Enhanced piezoelectric response in BTO NWs-PVDF composite through tuning of polar phase content

Abstract

Abstract We have fabricated a flexible, environment friendly piezoelectric nanogenerator (PENG) based on the ferroelectric Polyvinylidene fluoride (PVDF) composite incorporated with Barium titanate (BaTiO3) nanowires (NWs) of piezoelectric coefficient d 33 = 308 pm V−1. The single-layered PENG can deliver output power density of 10 μW cm−2 and an output voltage of 2 V with a nominal mechanical load of 1 kPa.

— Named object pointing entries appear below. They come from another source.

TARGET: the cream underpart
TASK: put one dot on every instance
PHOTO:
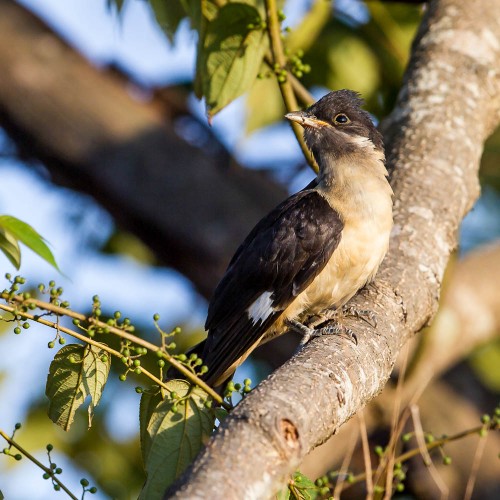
(356, 187)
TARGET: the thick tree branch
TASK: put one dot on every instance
(449, 104)
(85, 126)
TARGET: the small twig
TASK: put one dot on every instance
(404, 457)
(366, 455)
(344, 466)
(117, 331)
(397, 428)
(287, 92)
(419, 435)
(475, 468)
(29, 456)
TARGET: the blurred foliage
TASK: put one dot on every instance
(367, 51)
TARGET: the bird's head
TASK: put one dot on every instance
(336, 126)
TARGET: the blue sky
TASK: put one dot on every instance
(136, 42)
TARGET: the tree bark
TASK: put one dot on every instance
(449, 104)
(191, 205)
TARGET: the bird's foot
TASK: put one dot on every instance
(309, 333)
(364, 314)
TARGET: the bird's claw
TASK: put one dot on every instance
(309, 333)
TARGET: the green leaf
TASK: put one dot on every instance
(76, 372)
(26, 234)
(302, 488)
(230, 55)
(175, 438)
(149, 401)
(258, 116)
(168, 15)
(10, 247)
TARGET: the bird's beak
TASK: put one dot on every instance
(306, 119)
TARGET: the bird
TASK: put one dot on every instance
(315, 250)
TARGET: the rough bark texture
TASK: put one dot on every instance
(449, 104)
(468, 316)
(95, 137)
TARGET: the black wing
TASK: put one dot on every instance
(281, 256)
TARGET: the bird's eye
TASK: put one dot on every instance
(341, 119)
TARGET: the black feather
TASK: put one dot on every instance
(282, 254)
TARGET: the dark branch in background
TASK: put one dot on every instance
(448, 106)
(191, 206)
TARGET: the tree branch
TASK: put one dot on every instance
(93, 136)
(449, 104)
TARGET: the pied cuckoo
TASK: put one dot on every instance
(316, 249)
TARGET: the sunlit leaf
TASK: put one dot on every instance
(76, 372)
(266, 91)
(168, 15)
(26, 234)
(175, 438)
(302, 488)
(10, 247)
(231, 55)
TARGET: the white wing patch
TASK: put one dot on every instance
(261, 309)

BaTiO3 (BTO) NWs of different concentrations were incorporated into PVDF to tune the polar phase content, internal resistance, and optimize the output power. We show that there exists a critical value of BTO NWs loading of 15 wt%, beyond which the piezoelectric energy harvesting characteristics of the PVDF nanocomposites decrease. The oxygen vacancies present in the BTO NWs surface attract the fluorine ions of PVDF chain and favour the formation of β phase. The enhanced value of dielectric constant and dielectric loss of BTO-PVDF samples in the low frequency region suggest strong interfacial polarization in the composite system. The fabricated PENG can charge a super-capacitor up to 4 V within 35 s. The origin of the high power output from the BTO (15 wt%)-PVDF composite is attributed to the combined effect of enhanced polar phase content, strong interfacial polarization, and reduced internal resistance. This study provides an effective pathway in enhancing the performance of BTO-PVDF based piezoelectric energy harvesters.